By hook and probably by crook, Theresa May has finally secured a deal with the European Union.
The proposed political declaration on future EU/UK relations has been agreed in draft form and given the nod ‘in principle at political level’.
The announcement clears the way for a special Brexit summit to go ahead in Brussels on Sunday, when leaders of the 27 remaining EU states are expected to give their stamp of approval to the declaration alongside the 585-page withdrawal agreement setting out the terms of the UK’s departure.
But the agreement got far from a rousing reception. Scottish first minister Nicola Sturgeon said ‘lots of unicorns taking the place of facts about the future relationship’.
‘Fair play to the EU for pushing it as far as possible, but it adds up to a blindfold Brexit,’ she added.
‘Difficult issues unresolved – so extended transition/backstop almost certain.’
It follows a meeting in Brussels between the prime minister and European Commission president Jean-Claude Juncker, and is the first indication that the pair reached political agreement in principle on the text.
Downing Street has repeatedly made clear that agreement is needed on the future framework – setting out aspirations in areas like trade and security co-operation and believed to run to a few dozen pages – in order to press ahead with the legally-binding withdrawal agreement.

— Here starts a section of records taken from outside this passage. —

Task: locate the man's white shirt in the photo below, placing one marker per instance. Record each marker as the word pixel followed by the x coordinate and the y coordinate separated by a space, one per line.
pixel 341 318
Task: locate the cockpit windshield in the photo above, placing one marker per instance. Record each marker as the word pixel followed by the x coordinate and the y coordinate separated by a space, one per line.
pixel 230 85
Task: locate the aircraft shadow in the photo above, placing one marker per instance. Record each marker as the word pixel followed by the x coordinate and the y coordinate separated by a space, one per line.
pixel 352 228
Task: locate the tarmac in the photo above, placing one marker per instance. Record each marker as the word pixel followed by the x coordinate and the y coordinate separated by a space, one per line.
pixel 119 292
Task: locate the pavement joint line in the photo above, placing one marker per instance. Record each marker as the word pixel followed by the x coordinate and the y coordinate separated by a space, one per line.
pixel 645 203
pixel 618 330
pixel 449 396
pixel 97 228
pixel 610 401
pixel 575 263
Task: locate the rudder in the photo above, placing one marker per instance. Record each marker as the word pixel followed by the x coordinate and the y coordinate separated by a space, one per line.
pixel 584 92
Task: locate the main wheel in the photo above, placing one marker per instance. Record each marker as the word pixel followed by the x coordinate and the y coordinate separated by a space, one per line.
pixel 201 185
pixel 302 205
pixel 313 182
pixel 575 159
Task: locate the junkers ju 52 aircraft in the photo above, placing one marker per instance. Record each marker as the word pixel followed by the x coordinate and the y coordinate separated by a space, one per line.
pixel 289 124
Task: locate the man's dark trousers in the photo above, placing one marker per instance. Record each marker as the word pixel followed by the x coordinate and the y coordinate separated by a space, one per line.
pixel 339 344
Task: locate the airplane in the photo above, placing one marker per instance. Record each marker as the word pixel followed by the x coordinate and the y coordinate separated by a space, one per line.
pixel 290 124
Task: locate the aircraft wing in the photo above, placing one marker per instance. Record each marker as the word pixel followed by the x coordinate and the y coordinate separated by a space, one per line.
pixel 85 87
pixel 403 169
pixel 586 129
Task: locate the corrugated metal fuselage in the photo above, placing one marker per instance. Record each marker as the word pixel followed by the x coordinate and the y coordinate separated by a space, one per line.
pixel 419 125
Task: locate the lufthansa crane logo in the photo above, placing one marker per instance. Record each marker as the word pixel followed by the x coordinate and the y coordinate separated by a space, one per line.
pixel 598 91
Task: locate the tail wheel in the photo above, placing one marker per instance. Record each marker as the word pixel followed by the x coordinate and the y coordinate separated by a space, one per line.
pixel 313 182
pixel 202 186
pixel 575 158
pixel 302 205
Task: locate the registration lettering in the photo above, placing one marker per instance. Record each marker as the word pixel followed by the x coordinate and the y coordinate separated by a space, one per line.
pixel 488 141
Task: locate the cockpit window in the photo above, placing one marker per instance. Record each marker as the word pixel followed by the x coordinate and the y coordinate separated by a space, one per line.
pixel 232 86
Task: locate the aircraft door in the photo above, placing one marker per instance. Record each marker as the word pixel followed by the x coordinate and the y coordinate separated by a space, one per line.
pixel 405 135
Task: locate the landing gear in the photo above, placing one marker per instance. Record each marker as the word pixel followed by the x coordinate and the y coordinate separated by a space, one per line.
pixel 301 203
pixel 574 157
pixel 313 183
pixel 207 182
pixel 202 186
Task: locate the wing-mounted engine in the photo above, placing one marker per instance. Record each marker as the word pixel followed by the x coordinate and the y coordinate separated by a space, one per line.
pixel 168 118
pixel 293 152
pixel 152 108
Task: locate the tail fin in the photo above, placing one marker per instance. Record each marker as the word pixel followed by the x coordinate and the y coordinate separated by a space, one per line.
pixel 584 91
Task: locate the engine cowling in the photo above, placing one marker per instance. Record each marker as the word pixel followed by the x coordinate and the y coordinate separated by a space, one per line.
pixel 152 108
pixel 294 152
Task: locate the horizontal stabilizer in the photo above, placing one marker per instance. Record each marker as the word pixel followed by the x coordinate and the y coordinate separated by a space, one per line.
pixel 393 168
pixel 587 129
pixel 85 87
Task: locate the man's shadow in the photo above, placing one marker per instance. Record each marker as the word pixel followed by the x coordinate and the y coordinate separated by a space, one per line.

In a tweet, Tusk said: ‘I have just sent to EU27 a draft Political Declaration on the Future Relationship between EU and UK.
‘The commission president has informed me that it has been agreed at negotiators’ level and agreed in principle at political level, subject to the endorsement of the leaders.’
Speaking outside Number 10, May said: ‘This is the right deal for the UK. It delivers on the vote of the referendum, it brings back control of our borders, our money and our laws and it does so while protecting jobs, protecting our security and protecting the integrity of the United Kingdom.’